Current thresholds for evoking spikes are frequency-dependent(Risner and Holt, 2006). Differential expression of A and HCN channels may occur, but is unknown. We suggest that KCNQ4 and Nav 1.5 are present in large single-spiking neurons based on their reported expression in calyx terminals (see text). Nav 1.8 and Nav 1.9 transcripts are present in the ganglion; we suggest they are expressed by small neurons by analogy with small DRG neurons (see text). The different channels are explained in the text and List of abbreviations. AHP, afterhyperpolarizing potential

An alternative or additional possibility is that the different firing patterns reflect different stages of maturation. Burst-type firing in immature cochlear afferents is assumed to help drive maturation of the entire auditory system [see discussion in Jones et al.(Jones et al., 2007)]. Multiple factors exogenous to the afferents have been implicated in their burst-type activity, including specific complements of ion channels that promote spiking by immature hair cells(Marcotti et al., 2003a; Marcotti et al., 2003b),efferent actions on hair cells (Goutman et al., 2005) and periodic ATP release from supporting cells(Tritsch et al., 2007), but it is also plausible that the immature afferents' own ion channels contribute to spike bursts. Similarly, the low-threshold, sustained vestibular neurons might be in an immature state in which endogenous ion channels contribute to spontaneous bursts of spikes.

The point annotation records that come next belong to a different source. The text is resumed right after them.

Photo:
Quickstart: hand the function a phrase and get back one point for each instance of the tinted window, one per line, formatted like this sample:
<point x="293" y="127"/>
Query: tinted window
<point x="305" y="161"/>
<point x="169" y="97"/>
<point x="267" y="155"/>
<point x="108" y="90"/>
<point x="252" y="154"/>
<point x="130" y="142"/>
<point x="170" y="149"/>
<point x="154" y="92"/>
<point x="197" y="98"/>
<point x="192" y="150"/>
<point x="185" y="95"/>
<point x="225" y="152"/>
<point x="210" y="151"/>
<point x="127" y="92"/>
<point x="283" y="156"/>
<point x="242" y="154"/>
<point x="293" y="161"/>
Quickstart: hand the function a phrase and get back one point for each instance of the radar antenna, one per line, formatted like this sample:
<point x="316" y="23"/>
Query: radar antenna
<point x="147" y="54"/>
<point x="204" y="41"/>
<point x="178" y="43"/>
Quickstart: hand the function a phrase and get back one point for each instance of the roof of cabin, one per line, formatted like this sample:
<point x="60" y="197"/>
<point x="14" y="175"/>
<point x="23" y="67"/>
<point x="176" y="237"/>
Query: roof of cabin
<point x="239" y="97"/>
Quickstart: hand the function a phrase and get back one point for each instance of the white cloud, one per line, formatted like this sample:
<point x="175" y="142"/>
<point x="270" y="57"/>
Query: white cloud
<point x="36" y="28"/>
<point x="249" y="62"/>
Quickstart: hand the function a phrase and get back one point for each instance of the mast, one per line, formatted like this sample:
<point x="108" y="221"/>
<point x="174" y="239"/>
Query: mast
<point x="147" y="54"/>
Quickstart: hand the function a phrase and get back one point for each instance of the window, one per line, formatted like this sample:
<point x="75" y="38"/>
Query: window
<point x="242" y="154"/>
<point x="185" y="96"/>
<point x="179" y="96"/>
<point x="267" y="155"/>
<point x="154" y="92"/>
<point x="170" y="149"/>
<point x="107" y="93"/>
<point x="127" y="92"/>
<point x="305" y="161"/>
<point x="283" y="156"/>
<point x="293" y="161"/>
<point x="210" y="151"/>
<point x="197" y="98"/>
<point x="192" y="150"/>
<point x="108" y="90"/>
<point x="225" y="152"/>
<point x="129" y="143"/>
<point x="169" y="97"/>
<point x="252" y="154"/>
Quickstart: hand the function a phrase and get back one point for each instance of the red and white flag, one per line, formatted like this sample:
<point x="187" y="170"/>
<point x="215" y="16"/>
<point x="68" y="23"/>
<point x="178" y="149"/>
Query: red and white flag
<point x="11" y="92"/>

Parallels with other sensory neurons

Higher-order vestibular and auditory neurons

Type A second-order neurons of the medial vestibular nucleus receive input from regular primary afferents, have regular firing and prominent AHPs and generate sustained firing in response to small depolarizing current steps (for a review, see Straka et al.,2005). Type B second-order neurons receive both regular and irregular inputs, have irregular activity and small AHPs and generate mixed responses to small depolarizing steps (sustained with a transient component,also called phasic-tonic). In compartment models of the two neuronal types,differences in the kinetics of K channels and Ca2+ influx were critical for reproducing differences in both resting discharge and frequency dependence (Av-Ron and Vidal,1999) (for a review, see Straka et al., 2005). Whether such mechanisms operate in primary afferents or not, the diversity of firing regularity in both primary and higher order vestibular neurons reinforces the notion that the diversity has a sensory function.

The bushy and stellate cells of the ventral cochlear nucleus also provide interesting parallels (for reviews, see White et al., 1994; Eatock, 2003). Bushy cells generate transient responses to current steps. Like irregular vestibular afferents, bushy cells have irregular inter-spike intervals and generate brief epsps that closely follow the primary afferent input. In another parallel, the bushy cell pathway is characterized by large synaptic endings: the bushy cells receive primary afferent input at large synaptic endbulbs on their somata and in turn make very large calyceal synaptic terminals (calyces of Held) on higher-order neurons. Also, bushy cells, like type I hair cells(Correia and Lang, 1990), have K+ conductances at rest that shorten the membrane time constant(Manis and Marks, 1991). These specializations all appear to be designed to speed signals along this auditory timing pathway; indeed, bushy cells can phase-lock to much higher sound frequencies than can stellate cells. Stellate cells produce sustained, regular firing in response to current steps. In response to sounds, they show temporal and spatial summation of epsps produced at many small dendritic synapses far from the somata. They are called `choppers' because their tone burst responses show preferred (regular) inter-spike intervals that are unrelated to either the sound frequency or the best frequency of the auditory tuning curve.

Other sensory ganglia

Inspection of spike patterns evoked by current steps in auditory (spiral)ganglion somata (Reid et al.,2004) shows that some neurons produce single spikes while others produce multiple spikes. Dissociated somata from the dorsal root ganglion(DRG) may also show sustained firing (Rush et al., 2007). As we are suggesting for the vestibular ganglion,sustained firing patterns in the spiral ganglion and DRG are associated with small neuronal size.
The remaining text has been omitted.